Eglise Saint-Etienne
Joyau roman du Périgord Noir, l'église Saint-Étienne d'Archignac déploie un porche à cinq rangs d'arcs et un clocher sur coupole d'une rare élégance, rehaussés d'une nef gothique ajoutée au XVIe siècle.
Histoire
Nichée au cœur du Périgord Noir, dans le paisible bourg d'Archignac, l'église Saint-Étienne est l'un de ces édifices discrets qui recèlent une densité architecturale et historique sans commune mesure avec leur modeste apparence extérieure. Inscrite aux Monuments Historiques depuis 1948, elle résume à elle seule huit siècles de foi bâtisseur en Dordogne. Ce qui frappe d'emblée le visiteur, c'est la sophistication du porche méridional : ouvert sur la face sud, il se déploie en plein cintre dans un savant jeu de moulures, de colonnettes et de cinq rangs d'arcs concentriques qui trahissent la maîtrise des tailleurs de pierre romans du XIIe siècle. Ce porche n'est pas un simple seuil ; c'est une déclaration artistique, une grammaire de pierre qui prépare l'âme à entrer dans le sacré. L'intérieur réserve d'autres surprises. Le chœur, en cul-de-four, est animé par un ensemble de colonnettes et d'arcatures aveugles qui créent un rythme vertical délicat, caractéristique de la sobriété ornée du roman périgourdin.
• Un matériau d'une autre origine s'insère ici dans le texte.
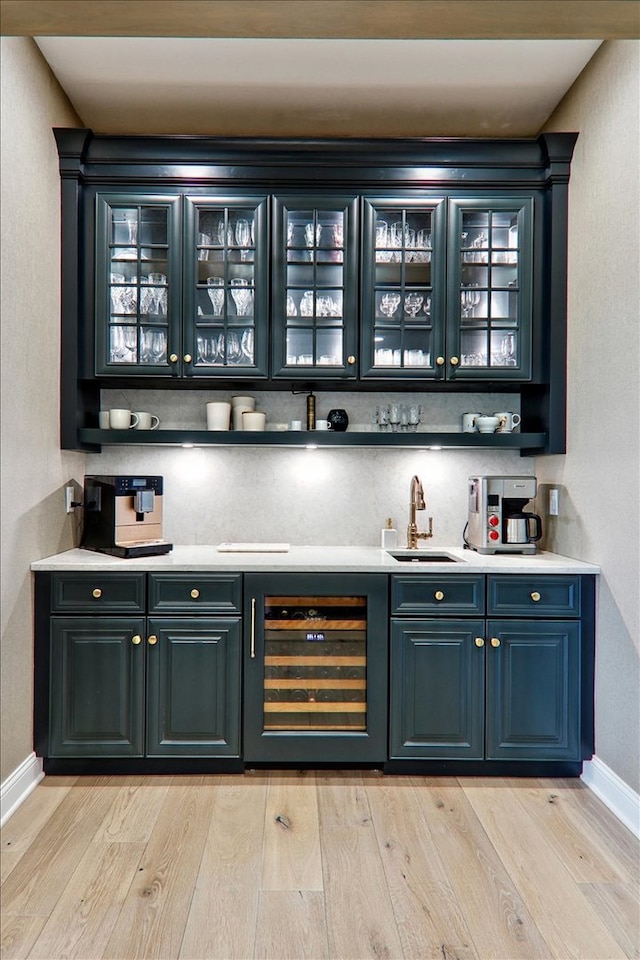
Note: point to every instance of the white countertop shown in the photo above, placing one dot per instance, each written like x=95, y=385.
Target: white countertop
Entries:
x=316, y=559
Les chapiteaux sculptés — dans le chœur et sous le clocher — offrent un bestiaire et un répertoire végétal d'une grande qualité, témoins du savoir-faire des sculpteurs itinérants qui parcouraient le Sud-Ouest au Moyen Âge. Au XVIe siècle, la nef originelle reçoit un bas-côté voûté sur croisées d'ogives, juxtaposition harmonieuse de deux âges de la pierre qui donne à l'édifice une personnalité architecturale rare. Le clocher carré, élevé sur coupole selon la tradition périgourdine, domine le village avec cette autorité tranquille propre aux églises rurales de la région. Visiter Saint-Étienne, c'est entrer dans un dialogue silencieux entre deux époques, roman et gothique réconciliés sous le même toit, dans un cadre verdoyant typique du Sarladais.
Architecture
L'église Saint-Étienne s'inscrit dans la grande tradition du roman périgourdin, caractérisée par la solidité des volumes, la sobriété des façades et la sophistication contenue du décor sculpté. Le plan originel est celui d'une nef unique orientée est-ouest, prolongée par un chœur en abside semi-circulaire voûté en cul-de-four — forme hémisphérique qui concentre la lumière vers l'autel en un halo naturel particulièrement saisissant. L'ensemble des maçonneries est en calcaire local, pierre blonde caractéristique du Sarladais, qui prend des teintes dorées sous la lumière du Périgord. Le porche méridional constitue la pièce maîtresse de la composition extérieure. Ouvert en plein cintre, il se développe sur cinq rangs d'arcs concentriques moulurés, chacun reposant sur des colonnettes aux fûts bien dressés et aux chapiteaux finement travaillés. Ce dispositif en entonnoir — dit en « archivoltes » — crée un puissant effet de perspective et de profondeur, dramatisant l'entrée dans l'espace sacré. Le clocher carré, implanté à la croisée ou en appui sur la nef selon la tradition périgourdine, s'élève au-dessus d'une coupole qui assure la transition entre la verticalité du beffroi et l'horizontalité de la nef. À l'intérieur, le chœur en cul-de-four est rythmé par un registre de colonnettes engagées et d'arcatures aveugles qui animent la surface de la paroi absidiale sans l'alourdir. Les chapiteaux romans — sous le clocher et dans le chœur — présentent des motifs végétaux stylisés et des figures historiées typiques du vocabulaire roman du XIIe siècle. Le bas-côté gothique, ajouté au XVIe siècle, est voûté sur croisées d'ogives aux nervures fines, éclairé par des fenêtres à meneau qui introduisent une légèreté bienvenue, créant un dialogue subtil entre la massivité romane et l'élégance gothique.